Back to Tutorials
tutorialstutorialaiml

How to Evaluate LLM Limitations with Emily Bender's Framework

Practical tutorial: Emily Bender's clarification on the limitations and misconceptions about large language models addresses an important di

BlogIA AcademyJuly 1, 202613 min read2 564 words

How to Evaluate LLM Limitations with Emily Bender's Framework

Table of Contents

📺 Watch: Neural Networks Explained

Video by 3Blue1Brown


Large language models generate text that appears coherent and knowledgeable, but their outputs often contain subtle errors, biases, and fundamental misunderstandings of meaning. Emily Menon Bender, a professor at the University of Washington where she directs its Computational Linguistics Laboratory, has spent years clarifying these limitations through her research on computational linguistics and natural language processing [1]. Her framework for evaluating what LLMs actually do—versus what they appear to do—provides engineers with concrete criteria for building more reliable systems.

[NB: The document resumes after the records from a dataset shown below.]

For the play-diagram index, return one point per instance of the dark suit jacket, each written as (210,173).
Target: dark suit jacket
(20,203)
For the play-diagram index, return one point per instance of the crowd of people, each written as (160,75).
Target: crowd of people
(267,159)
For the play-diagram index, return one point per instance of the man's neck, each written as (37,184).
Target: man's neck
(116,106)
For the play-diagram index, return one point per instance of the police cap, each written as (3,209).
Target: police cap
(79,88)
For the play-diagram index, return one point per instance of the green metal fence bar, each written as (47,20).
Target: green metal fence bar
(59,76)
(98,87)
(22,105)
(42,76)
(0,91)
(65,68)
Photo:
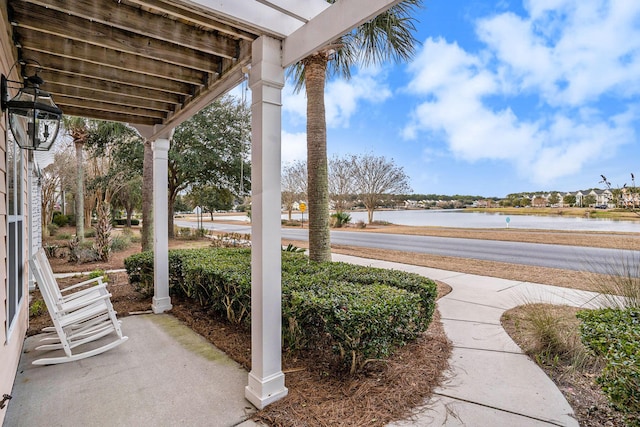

This tutorial walks through implementing a production-grade evaluation pipeline that applies Bender's linguistic analysis principles to detect common LLM failure modes. You'll build a system that identifies when a model is generating text without genuine understanding, flags potential hallucination risks, and quantifies the gap between surface fluency and semantic grounding.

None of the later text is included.